The country is now firmly committed to promote Alternative Dispute Resolution as a valuable alternative to litigation, for local and international business. The development of international arbitration worldwide has facilitated the creation of a new international legal practice, autonomous from the national laws and attuned to the necessities of the business world. To provide an adequate framework to international arbitration, Mauritius enacted the International Arbitration Act of 2008 influenced by the UNCITRAL model. The law was amended subsequently to refine certain aspects and keep in touch with international developments.
What is interesting to note is that there is unanimity within the business community, the political class and the judiciary to promote international arbitration as a credible means of settling disputes within the parameters of the Mauritian jurisdiction and of its international arbitration laws. Mauritius will host in 2016 the International Congress of the International Council for Commercial Arbitration thereby establishing itself clearly on the world map of international arbitration. This Congress, which puts together some 3,000 arbitration experts in one conference every four years, will for the first time be held in Africa.
At the level of international financial services, global business companies (previously known as offshore companies) are now being encouraged to establish more commercial and economic ‘substance’ in Mauritius and amendments were recently brought by the Financial Services Commission to its Guide on Global Business to consider arbitration in Mauritius as one such additional criteria to establish ‘substance’. This means that global business companies have an incentive to put in their constitutions an inbuilt clause to resolve disputes within shareholders through arbitration in Mauritius. This measure helps to consider such global business companies being regarded as ‘controlled and managed’ from Mauritius and has established itself as pioneering in the field of international financial services. Many South African investors using companies on the island should be concerned by this measure.
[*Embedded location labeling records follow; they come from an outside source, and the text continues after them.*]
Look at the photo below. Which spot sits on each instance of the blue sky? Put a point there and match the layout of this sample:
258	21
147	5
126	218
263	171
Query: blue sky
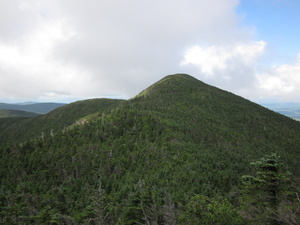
275	21
53	50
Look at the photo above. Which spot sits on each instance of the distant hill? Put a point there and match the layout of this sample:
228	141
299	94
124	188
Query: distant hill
39	108
4	113
288	109
173	154
25	128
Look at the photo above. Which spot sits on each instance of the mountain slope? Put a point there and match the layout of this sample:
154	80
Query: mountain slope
4	113
19	130
39	108
145	159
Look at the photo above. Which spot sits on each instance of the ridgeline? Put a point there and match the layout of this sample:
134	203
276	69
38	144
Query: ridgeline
141	161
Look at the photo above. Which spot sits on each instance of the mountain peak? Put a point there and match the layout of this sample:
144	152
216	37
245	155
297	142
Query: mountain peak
178	82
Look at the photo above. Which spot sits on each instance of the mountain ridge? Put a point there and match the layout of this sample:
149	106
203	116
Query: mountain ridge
176	139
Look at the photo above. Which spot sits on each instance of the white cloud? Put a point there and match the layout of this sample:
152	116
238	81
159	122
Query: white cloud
216	60
281	82
51	49
102	48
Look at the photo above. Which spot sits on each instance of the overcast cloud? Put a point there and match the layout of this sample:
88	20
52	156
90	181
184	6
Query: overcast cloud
57	50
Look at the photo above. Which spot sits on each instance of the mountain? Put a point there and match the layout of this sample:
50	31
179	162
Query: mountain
39	108
290	109
15	113
22	129
174	153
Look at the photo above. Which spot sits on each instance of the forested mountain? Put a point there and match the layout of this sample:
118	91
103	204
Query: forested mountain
39	108
174	154
4	113
21	129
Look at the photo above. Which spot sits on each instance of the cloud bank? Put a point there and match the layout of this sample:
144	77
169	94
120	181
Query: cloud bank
55	50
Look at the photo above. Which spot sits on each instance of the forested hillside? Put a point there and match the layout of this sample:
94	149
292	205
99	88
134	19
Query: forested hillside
21	129
4	113
177	153
39	108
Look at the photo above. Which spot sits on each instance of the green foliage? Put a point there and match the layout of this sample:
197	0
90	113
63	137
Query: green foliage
139	161
269	197
4	113
204	210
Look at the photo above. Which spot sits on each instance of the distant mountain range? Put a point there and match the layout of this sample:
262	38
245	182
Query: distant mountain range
173	154
4	113
290	109
39	108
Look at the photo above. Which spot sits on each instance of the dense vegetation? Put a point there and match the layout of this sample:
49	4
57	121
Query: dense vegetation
39	108
21	129
174	154
4	113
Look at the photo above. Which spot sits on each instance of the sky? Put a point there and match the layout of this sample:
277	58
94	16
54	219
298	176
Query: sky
67	50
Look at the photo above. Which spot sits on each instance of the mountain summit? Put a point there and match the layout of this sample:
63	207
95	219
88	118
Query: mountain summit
142	161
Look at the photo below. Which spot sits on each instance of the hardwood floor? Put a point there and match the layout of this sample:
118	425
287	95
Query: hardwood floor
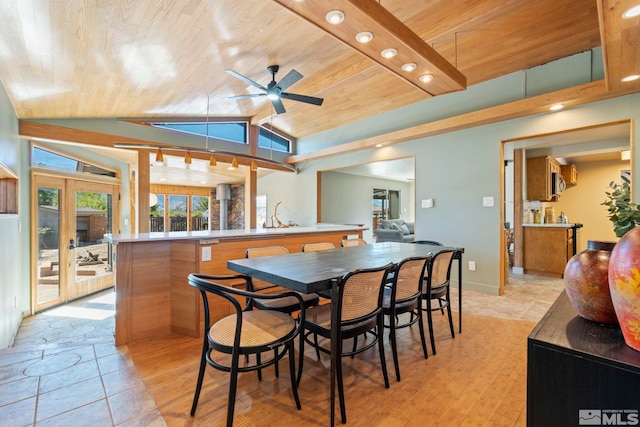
478	378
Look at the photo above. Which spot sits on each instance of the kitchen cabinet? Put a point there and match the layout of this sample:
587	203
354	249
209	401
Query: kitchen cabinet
570	174
575	366
539	174
546	249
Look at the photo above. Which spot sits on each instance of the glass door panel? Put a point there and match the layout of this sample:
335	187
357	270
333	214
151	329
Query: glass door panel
48	231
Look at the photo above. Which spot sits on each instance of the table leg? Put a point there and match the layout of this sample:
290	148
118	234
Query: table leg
460	292
335	358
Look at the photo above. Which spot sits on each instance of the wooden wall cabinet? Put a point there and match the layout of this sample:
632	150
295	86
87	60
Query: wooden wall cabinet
570	174
546	250
539	170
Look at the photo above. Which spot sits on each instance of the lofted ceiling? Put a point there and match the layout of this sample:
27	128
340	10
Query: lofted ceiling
141	59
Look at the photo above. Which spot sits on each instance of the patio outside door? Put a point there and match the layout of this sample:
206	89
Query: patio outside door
71	258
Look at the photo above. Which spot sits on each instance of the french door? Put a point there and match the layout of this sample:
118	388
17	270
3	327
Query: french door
70	255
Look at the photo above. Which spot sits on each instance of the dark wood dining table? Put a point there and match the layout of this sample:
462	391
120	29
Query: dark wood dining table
318	271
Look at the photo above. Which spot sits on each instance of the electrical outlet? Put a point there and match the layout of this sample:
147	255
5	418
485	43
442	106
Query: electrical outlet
206	253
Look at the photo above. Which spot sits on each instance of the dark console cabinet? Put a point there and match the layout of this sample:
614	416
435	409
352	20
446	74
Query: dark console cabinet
575	366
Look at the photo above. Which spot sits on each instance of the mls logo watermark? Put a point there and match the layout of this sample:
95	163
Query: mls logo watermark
608	417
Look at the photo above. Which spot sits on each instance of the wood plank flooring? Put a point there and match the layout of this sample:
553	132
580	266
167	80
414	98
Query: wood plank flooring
476	379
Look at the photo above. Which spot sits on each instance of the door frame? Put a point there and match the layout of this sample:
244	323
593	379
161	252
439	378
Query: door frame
67	185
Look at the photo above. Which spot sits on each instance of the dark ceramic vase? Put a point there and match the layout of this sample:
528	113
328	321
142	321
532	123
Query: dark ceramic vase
586	281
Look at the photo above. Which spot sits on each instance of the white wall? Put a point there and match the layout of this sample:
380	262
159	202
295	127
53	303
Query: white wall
14	239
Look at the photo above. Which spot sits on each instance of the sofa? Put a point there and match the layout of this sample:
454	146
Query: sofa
394	230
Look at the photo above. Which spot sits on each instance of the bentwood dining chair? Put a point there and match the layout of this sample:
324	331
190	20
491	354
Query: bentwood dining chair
436	286
244	333
317	246
403	295
359	310
352	242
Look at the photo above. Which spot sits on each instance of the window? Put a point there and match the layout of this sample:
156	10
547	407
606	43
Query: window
272	140
42	157
228	131
261	211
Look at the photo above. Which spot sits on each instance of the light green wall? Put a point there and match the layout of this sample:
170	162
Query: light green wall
14	238
457	170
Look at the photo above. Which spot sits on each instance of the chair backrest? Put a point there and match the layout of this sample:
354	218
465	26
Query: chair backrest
407	281
352	242
428	242
361	293
265	251
439	270
317	246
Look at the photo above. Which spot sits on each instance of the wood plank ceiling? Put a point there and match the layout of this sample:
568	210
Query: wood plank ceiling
138	59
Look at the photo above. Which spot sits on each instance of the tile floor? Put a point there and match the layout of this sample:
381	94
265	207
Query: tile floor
64	368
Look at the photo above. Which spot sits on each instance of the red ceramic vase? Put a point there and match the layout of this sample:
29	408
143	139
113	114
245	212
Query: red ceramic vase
586	281
624	284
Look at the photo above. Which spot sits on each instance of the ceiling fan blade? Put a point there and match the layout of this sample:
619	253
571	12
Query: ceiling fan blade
291	78
252	95
277	105
302	98
245	79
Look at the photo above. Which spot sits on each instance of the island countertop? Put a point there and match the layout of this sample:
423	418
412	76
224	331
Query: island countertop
232	234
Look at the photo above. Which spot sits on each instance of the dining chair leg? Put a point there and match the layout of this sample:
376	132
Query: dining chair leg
343	409
430	322
394	347
233	385
301	361
292	374
383	361
203	365
421	326
258	361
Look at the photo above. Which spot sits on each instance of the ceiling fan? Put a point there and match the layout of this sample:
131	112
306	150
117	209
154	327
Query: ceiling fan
275	90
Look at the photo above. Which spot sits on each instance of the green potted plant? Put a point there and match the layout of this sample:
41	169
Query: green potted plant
624	214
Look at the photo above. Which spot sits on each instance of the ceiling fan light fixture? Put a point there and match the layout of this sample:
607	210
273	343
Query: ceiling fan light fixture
389	53
335	17
632	12
159	156
426	78
409	67
631	78
364	36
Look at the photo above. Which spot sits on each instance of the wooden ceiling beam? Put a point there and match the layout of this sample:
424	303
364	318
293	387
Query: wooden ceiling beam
578	95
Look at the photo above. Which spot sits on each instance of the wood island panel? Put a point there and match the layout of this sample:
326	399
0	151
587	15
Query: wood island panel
153	297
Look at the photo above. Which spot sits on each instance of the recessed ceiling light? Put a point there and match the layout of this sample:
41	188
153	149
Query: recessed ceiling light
631	78
632	12
426	78
409	66
335	17
389	53
364	37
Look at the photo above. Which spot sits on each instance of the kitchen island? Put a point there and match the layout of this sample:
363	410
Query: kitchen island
546	248
153	297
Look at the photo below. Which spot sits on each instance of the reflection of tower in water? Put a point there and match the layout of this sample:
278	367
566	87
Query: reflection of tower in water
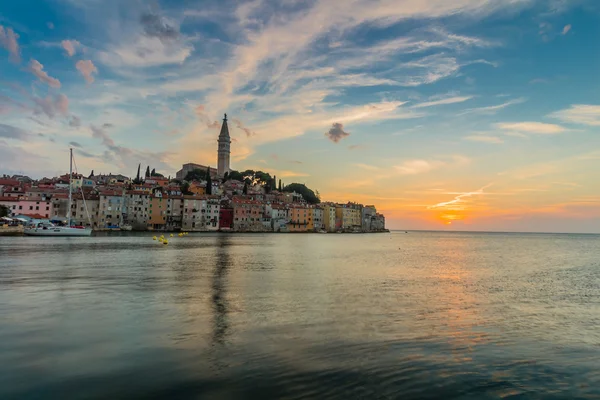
219	289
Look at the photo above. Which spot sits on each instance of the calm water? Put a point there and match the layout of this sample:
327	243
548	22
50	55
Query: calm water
418	315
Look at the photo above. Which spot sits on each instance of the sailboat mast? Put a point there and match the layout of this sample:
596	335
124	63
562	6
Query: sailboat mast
70	186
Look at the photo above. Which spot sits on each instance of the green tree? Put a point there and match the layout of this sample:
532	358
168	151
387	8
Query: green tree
196	174
306	193
208	181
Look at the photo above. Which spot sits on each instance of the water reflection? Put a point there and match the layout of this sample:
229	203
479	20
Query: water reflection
219	290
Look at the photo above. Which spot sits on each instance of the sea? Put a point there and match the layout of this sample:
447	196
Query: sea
417	315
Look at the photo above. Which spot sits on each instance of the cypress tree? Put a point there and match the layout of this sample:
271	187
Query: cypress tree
208	182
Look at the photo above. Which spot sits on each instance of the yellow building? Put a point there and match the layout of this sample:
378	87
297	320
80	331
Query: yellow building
329	217
157	212
301	219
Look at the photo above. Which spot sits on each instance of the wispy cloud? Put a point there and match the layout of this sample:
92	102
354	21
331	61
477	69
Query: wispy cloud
8	40
367	167
70	46
86	68
583	114
484	138
37	69
492	109
449	100
459	198
531	127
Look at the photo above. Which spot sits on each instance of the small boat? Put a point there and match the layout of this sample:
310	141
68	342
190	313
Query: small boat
47	228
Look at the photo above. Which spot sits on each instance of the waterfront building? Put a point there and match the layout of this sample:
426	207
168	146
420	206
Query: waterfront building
329	217
300	218
110	209
318	216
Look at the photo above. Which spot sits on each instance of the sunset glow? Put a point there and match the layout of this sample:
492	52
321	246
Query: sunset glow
469	115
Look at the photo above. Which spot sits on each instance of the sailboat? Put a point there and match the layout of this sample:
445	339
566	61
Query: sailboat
49	229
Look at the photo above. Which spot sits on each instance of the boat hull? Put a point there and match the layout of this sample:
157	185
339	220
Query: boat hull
57	231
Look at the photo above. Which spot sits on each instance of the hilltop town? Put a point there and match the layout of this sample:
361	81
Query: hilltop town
199	198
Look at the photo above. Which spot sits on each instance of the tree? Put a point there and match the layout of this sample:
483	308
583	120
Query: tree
208	182
306	193
196	174
137	177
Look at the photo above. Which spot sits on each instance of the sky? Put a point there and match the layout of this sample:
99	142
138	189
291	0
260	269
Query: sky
458	115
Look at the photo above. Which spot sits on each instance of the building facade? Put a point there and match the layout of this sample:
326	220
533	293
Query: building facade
224	150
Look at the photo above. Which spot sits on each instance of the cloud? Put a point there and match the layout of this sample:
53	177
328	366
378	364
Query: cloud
484	138
336	132
86	68
583	114
12	132
459	198
367	167
241	126
449	100
289	174
8	40
531	127
37	69
75	121
413	167
156	26
492	109
51	106
70	46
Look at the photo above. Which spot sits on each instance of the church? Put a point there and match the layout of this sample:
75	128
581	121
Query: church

The Mauritian jurisdiction is today at the centre of a large number of cross border transactions involving parties from developing nations. International arbitration can only be truly international if developing countries of the world are also truly participative. Hence arbitration centres like ours have a duty to progress so as to provide alternatives to developing nations and business from such nations. International arbitration should not be limited to developed nations only and Mauritius is a good example of what can be achieved in a developing country.